Array2Binaural

This repository contains the code to reproduce the figures (instrumental evaluation and experiment results) in the paper

@inproceedings{stahl2023perceptual2,
    title = {Perceptual Comparison of Dynamic Binaural Reproduction Methods for Head-Mounted Microphone Arrays},
    author = {Stahl, Benjamin and Riedel, Stefan},
    booktitle = {Proc. 155th Audio Engineering Society Convention},
    year = {2023}}

A demo of the listening experiment stimuli is available here: https://array2binaural_demo.iem.sh/.

Setup

Environment

• Create a Python 3.11 environment; install pip.
• Install the packages in requirements.txt using pip.

Download third-party data

• Download the Easycom array impulse response data from https://spear2022data.blob.core.windows.net/spear-data/Device_ATFs.h5 into origin_array_tf_data/.
• Download the boundary element method (BEM)-simulated array transfer functions by McCormack et al. from https://zenodo.org/records/6401603/files/HMD_SensorArrayResponses.mat into origin_array_tf_data/
• Download the EBU-SQAM snippets by running simulate_scenarios_and_mic_signals/utils/download_and_cut_ebu_sqam.py.

Preprocessing

Convert the array transfer functions to the SH domain

Run the script encode_array_into_sh.py to encode the Easycom array transfer functions into the spherical harmonics domain. This will create the file Easycom_array_32000Hz_o25_22samps_delay.npy.

Instrumental Evaluation

• In order to compute the resulting ILDs and ITDs and render the corresponding figures into figures/, run the scripts ild_itd_analysis/compute_filters.py and ild_itd_analysis/evaluate_ilds_itds.py.
• In order to carry out the MUSIC simulation study investigating the inherent localization robustness of different arrays, run the script simulation_study_music.py. This will also create a figure in figures/.

Evaluation of the listening experiment results

Run evaluate_raw_experiment_results.py and evaluate_difference_experiment_results.py in order to obtain the listening experiment response data visualizations displayed in the paper.

Instructions for computing a set of end-to-end magnitude-least-squares filters

Run compute_emagls_filters/compute_emagls2_for_rotations.py to compute MLS filters for a fine grid of rotations. This can take a while. Note that we do not include a real-time magnitude-least-squares rendering VST application. However, you could build your own using the computed filters.

Instructions for Audio Stimulus Generation and

Ambisonic audio stimuli for 3DoF rendering are created. Additionally, the residual microphone are saved. These can be used for end-to-end magnitude-least-squares residual rendering.

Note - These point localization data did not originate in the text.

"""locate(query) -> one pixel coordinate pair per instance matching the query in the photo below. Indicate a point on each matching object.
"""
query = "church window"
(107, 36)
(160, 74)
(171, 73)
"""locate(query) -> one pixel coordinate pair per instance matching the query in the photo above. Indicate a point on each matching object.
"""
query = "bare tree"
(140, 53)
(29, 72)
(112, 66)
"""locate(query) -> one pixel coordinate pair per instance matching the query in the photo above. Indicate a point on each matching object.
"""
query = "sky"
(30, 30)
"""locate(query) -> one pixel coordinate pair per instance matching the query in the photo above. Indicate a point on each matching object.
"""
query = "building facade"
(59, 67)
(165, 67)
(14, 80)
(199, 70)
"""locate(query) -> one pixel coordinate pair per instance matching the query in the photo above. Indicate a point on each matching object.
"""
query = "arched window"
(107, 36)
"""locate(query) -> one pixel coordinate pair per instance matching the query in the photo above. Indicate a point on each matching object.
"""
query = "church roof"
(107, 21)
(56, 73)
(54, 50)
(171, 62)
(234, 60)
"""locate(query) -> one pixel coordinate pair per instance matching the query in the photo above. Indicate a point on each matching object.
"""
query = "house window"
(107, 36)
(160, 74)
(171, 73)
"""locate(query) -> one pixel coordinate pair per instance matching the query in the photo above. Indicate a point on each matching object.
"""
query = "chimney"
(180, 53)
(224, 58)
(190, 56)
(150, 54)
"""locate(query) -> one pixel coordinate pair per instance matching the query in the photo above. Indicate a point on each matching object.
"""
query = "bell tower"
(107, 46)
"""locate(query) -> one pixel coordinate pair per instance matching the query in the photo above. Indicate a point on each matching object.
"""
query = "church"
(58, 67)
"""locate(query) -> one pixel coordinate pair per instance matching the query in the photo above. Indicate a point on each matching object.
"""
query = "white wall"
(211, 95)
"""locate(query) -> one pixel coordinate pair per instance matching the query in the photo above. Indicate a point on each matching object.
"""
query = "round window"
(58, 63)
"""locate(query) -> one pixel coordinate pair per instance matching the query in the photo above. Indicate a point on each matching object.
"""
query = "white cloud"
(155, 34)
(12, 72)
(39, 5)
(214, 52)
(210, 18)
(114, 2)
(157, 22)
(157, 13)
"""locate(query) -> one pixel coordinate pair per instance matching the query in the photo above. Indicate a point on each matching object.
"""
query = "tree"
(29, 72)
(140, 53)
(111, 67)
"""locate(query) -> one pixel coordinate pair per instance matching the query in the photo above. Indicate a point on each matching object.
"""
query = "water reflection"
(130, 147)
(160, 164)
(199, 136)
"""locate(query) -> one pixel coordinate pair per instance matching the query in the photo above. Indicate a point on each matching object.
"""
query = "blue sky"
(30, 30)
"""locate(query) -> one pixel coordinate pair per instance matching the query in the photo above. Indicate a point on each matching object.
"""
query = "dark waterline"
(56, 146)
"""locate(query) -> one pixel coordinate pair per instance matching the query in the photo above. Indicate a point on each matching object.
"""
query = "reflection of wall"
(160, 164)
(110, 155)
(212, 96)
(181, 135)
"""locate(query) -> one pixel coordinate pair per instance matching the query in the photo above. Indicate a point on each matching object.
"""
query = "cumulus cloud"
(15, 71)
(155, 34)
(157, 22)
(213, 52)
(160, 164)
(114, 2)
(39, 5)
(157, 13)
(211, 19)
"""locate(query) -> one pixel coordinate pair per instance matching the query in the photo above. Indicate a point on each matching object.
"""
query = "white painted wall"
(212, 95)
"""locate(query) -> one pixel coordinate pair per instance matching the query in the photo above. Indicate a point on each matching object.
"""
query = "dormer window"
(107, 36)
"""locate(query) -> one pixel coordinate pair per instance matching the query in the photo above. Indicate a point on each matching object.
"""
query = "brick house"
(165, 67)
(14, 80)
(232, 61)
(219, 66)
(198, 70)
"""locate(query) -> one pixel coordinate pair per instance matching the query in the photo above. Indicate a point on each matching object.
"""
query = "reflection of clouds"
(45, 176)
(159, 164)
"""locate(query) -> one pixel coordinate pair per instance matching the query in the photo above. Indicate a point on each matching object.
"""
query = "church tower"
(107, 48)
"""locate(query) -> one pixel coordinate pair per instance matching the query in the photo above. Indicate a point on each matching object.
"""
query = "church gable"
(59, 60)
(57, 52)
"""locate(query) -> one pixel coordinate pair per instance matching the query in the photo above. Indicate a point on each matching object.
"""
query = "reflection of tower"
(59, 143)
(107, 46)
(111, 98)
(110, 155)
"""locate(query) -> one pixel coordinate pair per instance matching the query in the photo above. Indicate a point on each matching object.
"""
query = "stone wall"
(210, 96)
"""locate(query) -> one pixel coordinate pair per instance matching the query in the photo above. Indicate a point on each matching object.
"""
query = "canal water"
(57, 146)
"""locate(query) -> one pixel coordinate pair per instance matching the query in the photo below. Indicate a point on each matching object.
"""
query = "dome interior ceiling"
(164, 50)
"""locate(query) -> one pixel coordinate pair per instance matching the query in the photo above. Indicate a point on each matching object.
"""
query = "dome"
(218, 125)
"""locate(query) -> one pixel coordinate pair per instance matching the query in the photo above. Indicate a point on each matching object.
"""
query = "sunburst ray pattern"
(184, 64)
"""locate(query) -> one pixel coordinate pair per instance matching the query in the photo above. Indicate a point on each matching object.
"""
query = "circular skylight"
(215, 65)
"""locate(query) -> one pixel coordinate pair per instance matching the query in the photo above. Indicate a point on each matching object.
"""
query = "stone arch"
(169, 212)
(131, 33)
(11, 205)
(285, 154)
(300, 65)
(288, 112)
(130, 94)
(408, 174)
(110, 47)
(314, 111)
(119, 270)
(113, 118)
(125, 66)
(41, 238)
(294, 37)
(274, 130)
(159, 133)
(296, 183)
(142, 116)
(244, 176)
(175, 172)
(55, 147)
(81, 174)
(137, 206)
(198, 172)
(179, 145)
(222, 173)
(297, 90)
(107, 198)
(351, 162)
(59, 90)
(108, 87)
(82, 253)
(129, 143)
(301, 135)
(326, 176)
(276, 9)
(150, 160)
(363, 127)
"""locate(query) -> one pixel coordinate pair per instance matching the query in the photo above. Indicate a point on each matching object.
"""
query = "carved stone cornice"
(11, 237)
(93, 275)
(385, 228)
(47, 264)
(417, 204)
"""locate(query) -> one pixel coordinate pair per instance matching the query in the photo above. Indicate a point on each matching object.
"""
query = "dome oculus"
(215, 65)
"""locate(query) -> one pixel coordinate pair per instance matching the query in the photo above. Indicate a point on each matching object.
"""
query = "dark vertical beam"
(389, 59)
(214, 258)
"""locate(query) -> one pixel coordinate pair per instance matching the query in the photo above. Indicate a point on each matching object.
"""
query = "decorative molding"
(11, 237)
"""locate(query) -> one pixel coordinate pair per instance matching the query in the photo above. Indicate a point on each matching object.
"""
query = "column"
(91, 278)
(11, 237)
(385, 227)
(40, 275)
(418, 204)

Simulate the scenarios and microphone signals

• Run the script simulate_scenarios_and_mic_signals/generate_stimuli.py. This will create 6 25th-order Ambisonic reference wav files in simulate_scenarios_and_mic_signals/audio_o25/.

• Run the script simulate_scenarios_and_mic_signals/create_mic_signals.py. This will create simulated microphone signals in the simulate_scenarios_and_mic_signals/rendered_mic folder.

Compute 1st/5th-order Ambisonic signals for FOA encoding/decoding, BFBR, and DOA-informed BF+residual rendering.

Run the script beamform_array2amb.py in order to apply FOA encoding and beamformers+5th-order encoding and write the output files into bemformed_amb/. These can be used for binaural rendering using Ambisonic binaural decoders. (For BFBR and DOA-informed BF+residual rendering, this is a convenience step we used in our experiment, as we used the SceneRotator and 5th-order BinauralDecoder of the IEM-Plugin Suite for the rendering, so we did not have to write a real-time processor that selects and convolves HRIRs according to listener orientations.)